Question

The coefficient of friction between the block of mass m1 = 3.00 kg and the surface in the figure below is μk = 0.280. The system starts from rest. What is the speed of the ball of mass m2 = 5.00 kg when it has fallen a distance h = 1.10 m?

So i drew force diagrams for both objects.
M2A=M2G-T
M1A=T-M1GUK
I substituted T from the top into the bottom and solved for A, I found that A=5.096 m/s^2 and then i found that T =23.52 N
The net force is this
NetF=M2*G-M1*Uk*G
NetF=40.768 N
I also know W=delta K + delta PE
W=F*D=40.768
W=delta K - MGH
Delta K = W + M2GH

Answer 1

Heres a picture
http://www.webassign.net/serpse8/8-p-022.gif

Answer 2

Delta K =(1/2)MV^2
V=4.96 m/s
But this is wrong, can someone explain what I am doing wrong?

Answer 3

You needn't go into the net force and work; it simplifies some things, but not this.

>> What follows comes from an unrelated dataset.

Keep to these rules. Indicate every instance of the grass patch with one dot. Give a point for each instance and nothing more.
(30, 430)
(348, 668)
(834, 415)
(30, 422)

Since you know the acceleration of the system, go back to one of your five basic kinematic formulas:

\[v _{f}=v _{i }+2ad\]

Answer 4

oops - square the two velocities.

Answer 5

Thanks, I can believe it was that simple. But do you know why the way I attempted it didnt work. I took the net force over the distance to get the work. The change in PE was the mass 2 *G*H. So since I am able to calculate delta K, shouldnt I be able to get the correct velocity from that?

Answer 6

You assumed conservative forces - friction was the fly in the ointment.

Answer 7

Oh i see, so the equation W=delta K + delta PE only applies for conservative forces?

Answer 8

Yes.

Answer 9

Thank you so much, this problem was bothering me for far to long.

Answer 10

Well, you're likely to remember it, then!

Answer 11

Yeah, i guess its the best way to learn, thanks again!